Last year i started reading this short book about Time by a physicist (but one of those where it's physics blurring into philosophy blurring into mysticism - at least that's how it seems from a 'common sense' perspective, mystical/hallucinatory - and the guy has a very elegant literary style.) and this chap basically endorses the 'there's no such as linear time' stuff, he says it's proven (as much anything is ever proven in this realm - by the time ideas of i dunno superstrings or dark matter or whatever reach the colour supplements and the WH Smiths paperback shelf, the cutting edge of those fields has moved into something else completely, plus it's not like they all agree with other right now, there's as many factions as in music criticism / fandom). but anyway, yes, this guy - Italian chap, forgot the name - is very much "linear time - it don't exist, case closed" . there's no such thing as past/present /future. it's all an illusion. which people have been saying, like J.W. Dunne or whoever, in different fields for quite some time.
i had to stop reading this book after about half way through, it all made no sense to me, couldn't get my head around it - it had no correlation with anything i could relate to experience (e.g. he says that at the smallest level of space-time, the tiniest sub-division units, you can't get any smaller - space-time shouldn't be conceived of as fluid then, but as granular.

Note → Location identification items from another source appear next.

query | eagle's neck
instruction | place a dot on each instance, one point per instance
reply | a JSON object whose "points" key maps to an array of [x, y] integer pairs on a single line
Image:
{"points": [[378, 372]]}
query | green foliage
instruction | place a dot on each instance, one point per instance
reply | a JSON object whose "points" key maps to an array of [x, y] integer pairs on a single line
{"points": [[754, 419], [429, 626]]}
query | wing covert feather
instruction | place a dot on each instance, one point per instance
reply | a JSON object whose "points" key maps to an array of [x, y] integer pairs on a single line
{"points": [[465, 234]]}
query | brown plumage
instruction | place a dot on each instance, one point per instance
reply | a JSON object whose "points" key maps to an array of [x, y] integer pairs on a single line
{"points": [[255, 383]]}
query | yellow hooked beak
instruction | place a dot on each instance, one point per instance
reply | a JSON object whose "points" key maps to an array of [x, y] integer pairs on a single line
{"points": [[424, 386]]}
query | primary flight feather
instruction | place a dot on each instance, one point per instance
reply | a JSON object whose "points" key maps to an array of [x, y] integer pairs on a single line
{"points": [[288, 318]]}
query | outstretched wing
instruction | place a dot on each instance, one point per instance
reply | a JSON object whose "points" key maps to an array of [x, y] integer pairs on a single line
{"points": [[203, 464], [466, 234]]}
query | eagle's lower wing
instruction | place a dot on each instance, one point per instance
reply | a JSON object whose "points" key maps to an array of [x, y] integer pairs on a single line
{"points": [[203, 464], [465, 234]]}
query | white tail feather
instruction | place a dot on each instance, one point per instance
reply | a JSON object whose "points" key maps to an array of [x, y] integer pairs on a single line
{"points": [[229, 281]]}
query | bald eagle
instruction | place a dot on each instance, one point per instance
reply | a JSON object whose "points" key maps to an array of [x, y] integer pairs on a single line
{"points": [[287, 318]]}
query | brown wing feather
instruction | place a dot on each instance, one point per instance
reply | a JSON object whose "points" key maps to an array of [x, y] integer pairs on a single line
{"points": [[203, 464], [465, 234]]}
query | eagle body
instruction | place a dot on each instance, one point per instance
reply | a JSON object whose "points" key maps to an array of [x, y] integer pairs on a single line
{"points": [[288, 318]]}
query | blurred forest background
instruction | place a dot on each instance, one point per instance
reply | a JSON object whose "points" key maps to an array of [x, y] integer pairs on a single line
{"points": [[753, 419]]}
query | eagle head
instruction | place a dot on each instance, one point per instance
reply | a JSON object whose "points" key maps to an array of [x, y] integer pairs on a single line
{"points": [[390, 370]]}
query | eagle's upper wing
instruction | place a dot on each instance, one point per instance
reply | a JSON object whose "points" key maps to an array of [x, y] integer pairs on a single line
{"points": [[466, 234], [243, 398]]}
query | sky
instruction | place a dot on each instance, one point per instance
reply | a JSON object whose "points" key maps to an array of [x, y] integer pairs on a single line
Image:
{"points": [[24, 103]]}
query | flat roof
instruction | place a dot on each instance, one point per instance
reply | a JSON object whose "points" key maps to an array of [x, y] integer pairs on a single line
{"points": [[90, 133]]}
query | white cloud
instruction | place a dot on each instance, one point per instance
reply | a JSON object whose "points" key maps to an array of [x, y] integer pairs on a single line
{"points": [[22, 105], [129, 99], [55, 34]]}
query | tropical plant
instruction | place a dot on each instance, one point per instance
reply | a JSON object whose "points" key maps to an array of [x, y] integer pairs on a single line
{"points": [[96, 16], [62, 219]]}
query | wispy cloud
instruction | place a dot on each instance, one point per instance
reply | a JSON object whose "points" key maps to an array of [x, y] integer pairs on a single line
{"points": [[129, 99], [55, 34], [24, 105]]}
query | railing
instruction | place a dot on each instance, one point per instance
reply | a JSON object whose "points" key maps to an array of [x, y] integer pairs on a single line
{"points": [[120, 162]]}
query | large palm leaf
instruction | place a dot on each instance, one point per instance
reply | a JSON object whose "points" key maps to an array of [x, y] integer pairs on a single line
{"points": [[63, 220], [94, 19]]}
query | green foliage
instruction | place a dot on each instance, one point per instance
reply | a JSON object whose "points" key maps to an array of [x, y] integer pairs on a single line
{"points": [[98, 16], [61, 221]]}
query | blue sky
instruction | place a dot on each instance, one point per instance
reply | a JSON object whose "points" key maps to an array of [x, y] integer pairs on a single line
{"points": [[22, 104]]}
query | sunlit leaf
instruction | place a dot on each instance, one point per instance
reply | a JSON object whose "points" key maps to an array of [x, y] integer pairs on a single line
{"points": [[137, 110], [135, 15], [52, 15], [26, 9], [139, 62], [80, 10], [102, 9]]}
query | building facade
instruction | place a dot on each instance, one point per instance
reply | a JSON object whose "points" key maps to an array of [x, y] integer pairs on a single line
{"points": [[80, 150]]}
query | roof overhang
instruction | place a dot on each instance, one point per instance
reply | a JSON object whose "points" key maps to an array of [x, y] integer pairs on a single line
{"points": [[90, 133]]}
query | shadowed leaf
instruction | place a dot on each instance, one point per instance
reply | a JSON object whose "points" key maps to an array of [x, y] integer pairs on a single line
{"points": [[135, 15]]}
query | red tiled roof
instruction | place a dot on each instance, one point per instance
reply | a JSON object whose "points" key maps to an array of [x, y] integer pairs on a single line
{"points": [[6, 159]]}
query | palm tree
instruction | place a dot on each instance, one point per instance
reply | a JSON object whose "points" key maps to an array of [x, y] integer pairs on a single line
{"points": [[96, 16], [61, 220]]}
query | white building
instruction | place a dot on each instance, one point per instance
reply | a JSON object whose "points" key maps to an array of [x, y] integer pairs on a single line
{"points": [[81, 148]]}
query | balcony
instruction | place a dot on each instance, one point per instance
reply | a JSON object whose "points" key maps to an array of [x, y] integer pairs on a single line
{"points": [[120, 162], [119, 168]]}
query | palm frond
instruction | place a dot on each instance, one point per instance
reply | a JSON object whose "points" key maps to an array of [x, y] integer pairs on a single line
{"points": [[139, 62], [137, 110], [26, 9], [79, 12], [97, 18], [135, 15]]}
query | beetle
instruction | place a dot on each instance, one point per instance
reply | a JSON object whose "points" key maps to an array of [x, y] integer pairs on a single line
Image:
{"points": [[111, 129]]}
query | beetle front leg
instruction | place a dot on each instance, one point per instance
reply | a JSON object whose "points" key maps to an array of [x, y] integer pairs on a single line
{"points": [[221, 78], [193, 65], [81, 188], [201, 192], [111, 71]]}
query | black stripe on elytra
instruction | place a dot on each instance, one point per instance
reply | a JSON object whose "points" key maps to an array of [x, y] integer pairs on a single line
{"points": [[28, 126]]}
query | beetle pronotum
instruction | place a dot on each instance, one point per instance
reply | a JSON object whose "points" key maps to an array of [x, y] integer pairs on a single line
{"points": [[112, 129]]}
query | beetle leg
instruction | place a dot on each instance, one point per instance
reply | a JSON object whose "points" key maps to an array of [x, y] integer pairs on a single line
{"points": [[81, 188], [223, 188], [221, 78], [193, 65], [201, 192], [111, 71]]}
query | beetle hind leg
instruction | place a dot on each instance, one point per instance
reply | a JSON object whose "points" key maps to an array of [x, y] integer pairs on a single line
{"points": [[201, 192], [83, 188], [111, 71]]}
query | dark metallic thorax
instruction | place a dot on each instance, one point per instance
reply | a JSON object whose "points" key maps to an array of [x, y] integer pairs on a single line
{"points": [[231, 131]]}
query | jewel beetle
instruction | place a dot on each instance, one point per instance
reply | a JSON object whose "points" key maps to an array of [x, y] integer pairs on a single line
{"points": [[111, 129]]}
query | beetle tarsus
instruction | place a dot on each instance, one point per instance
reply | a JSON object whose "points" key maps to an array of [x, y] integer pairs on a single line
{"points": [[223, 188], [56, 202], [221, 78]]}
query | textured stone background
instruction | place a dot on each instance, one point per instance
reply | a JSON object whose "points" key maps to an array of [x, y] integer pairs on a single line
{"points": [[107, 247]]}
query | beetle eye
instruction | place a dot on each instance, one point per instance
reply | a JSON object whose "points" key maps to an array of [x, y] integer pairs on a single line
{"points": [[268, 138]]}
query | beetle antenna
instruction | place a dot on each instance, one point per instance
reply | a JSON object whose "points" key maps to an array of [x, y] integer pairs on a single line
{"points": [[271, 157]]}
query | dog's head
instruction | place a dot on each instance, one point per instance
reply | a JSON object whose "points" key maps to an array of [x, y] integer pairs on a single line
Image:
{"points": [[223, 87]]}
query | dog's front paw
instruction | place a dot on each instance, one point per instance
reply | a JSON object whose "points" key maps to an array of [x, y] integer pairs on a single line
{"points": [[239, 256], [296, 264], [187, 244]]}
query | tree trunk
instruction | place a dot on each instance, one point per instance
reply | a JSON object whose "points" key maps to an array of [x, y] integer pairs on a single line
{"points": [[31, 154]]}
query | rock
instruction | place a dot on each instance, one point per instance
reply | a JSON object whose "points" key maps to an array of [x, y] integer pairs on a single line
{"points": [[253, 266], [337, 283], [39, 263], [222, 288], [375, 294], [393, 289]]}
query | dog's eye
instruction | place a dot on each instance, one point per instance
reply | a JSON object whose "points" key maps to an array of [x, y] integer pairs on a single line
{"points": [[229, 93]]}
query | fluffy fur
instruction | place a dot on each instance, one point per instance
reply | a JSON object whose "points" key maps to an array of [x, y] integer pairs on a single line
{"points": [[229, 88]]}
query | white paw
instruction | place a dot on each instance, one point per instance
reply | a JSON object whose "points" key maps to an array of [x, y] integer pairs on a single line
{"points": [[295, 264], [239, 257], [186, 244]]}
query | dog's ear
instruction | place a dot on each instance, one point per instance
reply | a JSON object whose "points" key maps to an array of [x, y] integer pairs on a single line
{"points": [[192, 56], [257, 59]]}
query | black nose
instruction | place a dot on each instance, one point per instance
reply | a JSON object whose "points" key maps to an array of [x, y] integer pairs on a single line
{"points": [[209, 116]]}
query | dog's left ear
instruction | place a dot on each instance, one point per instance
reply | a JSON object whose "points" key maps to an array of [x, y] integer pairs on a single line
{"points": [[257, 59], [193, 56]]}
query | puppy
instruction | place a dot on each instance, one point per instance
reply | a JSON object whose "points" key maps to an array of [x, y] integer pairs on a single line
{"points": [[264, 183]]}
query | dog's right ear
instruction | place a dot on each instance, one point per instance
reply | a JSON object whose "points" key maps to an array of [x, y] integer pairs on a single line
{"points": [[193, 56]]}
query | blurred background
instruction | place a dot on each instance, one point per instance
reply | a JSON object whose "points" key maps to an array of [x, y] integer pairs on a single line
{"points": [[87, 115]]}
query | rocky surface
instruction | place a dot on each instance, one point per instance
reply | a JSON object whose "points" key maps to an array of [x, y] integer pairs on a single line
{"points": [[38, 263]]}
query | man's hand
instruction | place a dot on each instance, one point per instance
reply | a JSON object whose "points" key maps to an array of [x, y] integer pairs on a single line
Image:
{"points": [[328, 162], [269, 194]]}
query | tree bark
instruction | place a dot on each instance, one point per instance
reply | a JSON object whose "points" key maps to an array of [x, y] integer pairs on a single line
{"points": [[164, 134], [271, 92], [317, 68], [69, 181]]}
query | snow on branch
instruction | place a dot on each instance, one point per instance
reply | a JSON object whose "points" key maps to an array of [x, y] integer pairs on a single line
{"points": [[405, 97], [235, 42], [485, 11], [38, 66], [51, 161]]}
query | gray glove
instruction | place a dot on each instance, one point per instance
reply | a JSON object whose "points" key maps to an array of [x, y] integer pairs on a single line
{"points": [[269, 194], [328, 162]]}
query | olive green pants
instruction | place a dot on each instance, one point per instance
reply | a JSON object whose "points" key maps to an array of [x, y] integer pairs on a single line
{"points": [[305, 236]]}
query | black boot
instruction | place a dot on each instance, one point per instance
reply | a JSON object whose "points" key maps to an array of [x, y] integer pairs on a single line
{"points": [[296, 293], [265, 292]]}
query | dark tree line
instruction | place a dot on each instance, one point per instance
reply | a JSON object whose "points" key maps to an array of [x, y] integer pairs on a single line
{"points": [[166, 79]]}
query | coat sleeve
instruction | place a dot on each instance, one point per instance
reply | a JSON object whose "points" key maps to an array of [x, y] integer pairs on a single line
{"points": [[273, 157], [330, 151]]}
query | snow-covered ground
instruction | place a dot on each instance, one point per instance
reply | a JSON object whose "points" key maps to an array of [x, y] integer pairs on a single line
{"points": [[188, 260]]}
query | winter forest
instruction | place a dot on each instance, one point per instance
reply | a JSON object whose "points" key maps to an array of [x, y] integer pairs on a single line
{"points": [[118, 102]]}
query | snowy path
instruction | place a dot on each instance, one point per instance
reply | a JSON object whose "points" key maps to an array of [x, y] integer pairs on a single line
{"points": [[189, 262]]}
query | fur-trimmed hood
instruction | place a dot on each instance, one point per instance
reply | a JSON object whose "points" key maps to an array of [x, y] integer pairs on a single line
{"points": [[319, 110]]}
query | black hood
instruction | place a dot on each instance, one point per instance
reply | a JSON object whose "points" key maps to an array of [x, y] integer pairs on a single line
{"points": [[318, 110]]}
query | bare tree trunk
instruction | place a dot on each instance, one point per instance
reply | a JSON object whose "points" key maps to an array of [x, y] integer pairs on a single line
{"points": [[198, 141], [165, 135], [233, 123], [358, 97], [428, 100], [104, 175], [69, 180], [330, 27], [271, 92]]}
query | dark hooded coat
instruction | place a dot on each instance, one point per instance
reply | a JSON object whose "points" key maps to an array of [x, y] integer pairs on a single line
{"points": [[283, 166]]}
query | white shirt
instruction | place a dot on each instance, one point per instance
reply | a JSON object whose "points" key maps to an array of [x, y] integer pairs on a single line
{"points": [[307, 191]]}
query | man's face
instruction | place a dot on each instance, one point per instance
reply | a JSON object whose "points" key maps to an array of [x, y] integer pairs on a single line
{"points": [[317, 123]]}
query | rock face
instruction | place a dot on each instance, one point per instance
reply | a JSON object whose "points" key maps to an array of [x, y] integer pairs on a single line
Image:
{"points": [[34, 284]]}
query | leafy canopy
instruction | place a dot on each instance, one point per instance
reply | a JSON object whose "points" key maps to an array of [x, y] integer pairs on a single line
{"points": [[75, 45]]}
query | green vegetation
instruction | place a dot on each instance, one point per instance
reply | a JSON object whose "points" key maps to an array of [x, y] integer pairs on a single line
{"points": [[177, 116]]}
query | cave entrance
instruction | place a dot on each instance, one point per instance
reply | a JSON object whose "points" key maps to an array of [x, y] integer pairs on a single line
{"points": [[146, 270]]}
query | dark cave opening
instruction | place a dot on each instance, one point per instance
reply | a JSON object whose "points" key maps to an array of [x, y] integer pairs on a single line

Nutty stuff!
the thing is - it's all very well saying there's no such thing as Time, but on the plane on which we perforce must live, each day takes us a step closer to non-existence. (glum thought- apologies!) biological and personal time certainly seems to be linear and one-way and there's not a lot one can do about it. things grow, mature, die. cause leads to effect - if i bang my knee getting up from this desk, there'll be a bruise, and then it'll heal.
culture-time though, yes that is something else, and different perceptions of how it works reign in different cultures, in different periods. the forward-movement idea of time is quite a local one in the history of humanity. yes that's true, but isn't that fact itself an example of historical time at work? one set of ideas, an episteme, being succeeded by another... not necessarily as a progress, but as a linear succession of phases.